Человек понимает, что он живет, и понимает конечность своей жизни.
Тут мне кажется странным такое передёргивание. Человек, если вспомнить того же Эпикура, который говорил: «Я вообще не умру для себя, я могу понимать, что у меня жизнь конечна, но свою смерть я не буду ощущать, я же её не вижу; пока я жив — жив, когда меня нет — нет; более того, я уже был, было уже так, что меня не было». А чем тут занимаются? Это беспокойство действительно присущая человеку вещь или нет? Трудно ответить, наверное, каждый сам должен ответить, но какие-то лекарства от этого всё-таки могут быть и без того, чтобы погружаться в такие умствования.

Посмотрите цитату:
«В "возвращении" мыслится опостоянивание (Beständi gung) становящегося до сохранения становления становящегося в длительности его становления. В "вечном" мыслится опостоянивание этого постоянства в смысле круговращения, возвращающегося к себе и предвосхищающего этот возврат. Становящееся не есть непрестанно иное бесконечно меняющегося многообразного. То, что становится, есть само тоже самое, и это означает одно и тоже (идентичное) в той или иной неодинаковости иного. В том же самом мыслится становящееся присутствие идентичного. Мысль Ницше мыслит постоянное опостоянивание становления становящегося в присутствие самоповторения идентичного».
Если кто-то что-то поймёт или заинтересуется, начнёт читать эту книгу (её легко найти в интернете по этой цитате), то я, конечно, даже просто позавидую, потому что понять, к чему это и зачем, трудно. Но можно смотреть немножко по-другому, и тогда вся эта игра в бисер словами — что такое бытие, что такое сущность, что такое постоянство — она как бы и не нужна будет, так же как нам сейчас не нужны рассуждения средневековых схоластов.
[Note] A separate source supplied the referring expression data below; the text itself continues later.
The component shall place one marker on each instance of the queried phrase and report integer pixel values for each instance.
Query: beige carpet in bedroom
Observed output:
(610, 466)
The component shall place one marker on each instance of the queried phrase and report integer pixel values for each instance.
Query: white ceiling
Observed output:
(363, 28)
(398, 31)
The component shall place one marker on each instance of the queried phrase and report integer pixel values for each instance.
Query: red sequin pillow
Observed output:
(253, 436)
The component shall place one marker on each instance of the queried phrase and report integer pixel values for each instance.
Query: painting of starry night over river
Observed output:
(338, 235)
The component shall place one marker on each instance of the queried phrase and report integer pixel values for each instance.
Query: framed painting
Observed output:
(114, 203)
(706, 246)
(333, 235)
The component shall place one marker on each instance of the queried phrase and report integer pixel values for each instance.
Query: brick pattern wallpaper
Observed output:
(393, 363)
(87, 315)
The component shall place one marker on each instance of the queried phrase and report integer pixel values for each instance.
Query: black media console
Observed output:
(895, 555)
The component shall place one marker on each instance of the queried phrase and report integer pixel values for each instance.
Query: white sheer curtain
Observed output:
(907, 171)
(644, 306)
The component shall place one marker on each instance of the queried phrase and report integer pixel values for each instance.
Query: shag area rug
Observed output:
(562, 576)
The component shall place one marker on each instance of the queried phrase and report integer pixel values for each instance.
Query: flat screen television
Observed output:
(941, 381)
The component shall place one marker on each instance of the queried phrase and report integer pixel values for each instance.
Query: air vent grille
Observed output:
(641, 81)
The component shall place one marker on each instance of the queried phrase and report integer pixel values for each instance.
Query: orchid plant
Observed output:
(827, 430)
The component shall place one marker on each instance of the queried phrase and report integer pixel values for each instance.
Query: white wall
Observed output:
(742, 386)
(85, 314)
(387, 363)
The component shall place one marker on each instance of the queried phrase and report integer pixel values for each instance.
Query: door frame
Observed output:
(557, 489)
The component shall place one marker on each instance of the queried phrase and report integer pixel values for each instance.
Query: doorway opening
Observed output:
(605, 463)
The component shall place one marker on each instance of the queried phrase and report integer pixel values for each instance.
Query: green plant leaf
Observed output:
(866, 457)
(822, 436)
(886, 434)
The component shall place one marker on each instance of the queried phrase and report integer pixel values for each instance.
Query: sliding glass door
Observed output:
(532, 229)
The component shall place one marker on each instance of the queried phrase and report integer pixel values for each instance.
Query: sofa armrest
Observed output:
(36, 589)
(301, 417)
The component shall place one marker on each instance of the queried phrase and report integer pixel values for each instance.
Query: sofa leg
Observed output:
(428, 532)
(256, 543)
Рассуждения, которое приведёт к ощущению себя в цепи, в обществе и к пониманию, насколько ты связан с обществом, у нас нет. Есть механизм, как это понимать. Мы любим своих детей, а любовь уже можно отделить, распространить шире — то, о чём говорил Христос. Потому что для того, чтобы любить ближнего, нужно вообще понимать, что такое «любить». Самое лёгкое, где мы понимаем, что такое любить, — это на своих детях. Это просто заложено в нас как в животных. Мы можем это отделить, автономизировать и тогда, возможно, распространить на других. Понятно, что такое любовь.
Иллюстрация / shutterstock (Источник)
То, о чём говорят философы, часто совершенно непонятно. Понятно, что каждое слово имеет настолько широкий диапазон, что, двигаясь по нему, ты всё расширяешься и расширяешься по этим рассуждениям, и в общем каждый приходит туда, куда хочет. Поэтому философия и не наука, там нет какой-то лестницы, по которой мы бы взбирались. Это до сих пор набор мнений, есть индианцы, гегельянцы, и так далее. Так что философы как-то слабо помогают в этом.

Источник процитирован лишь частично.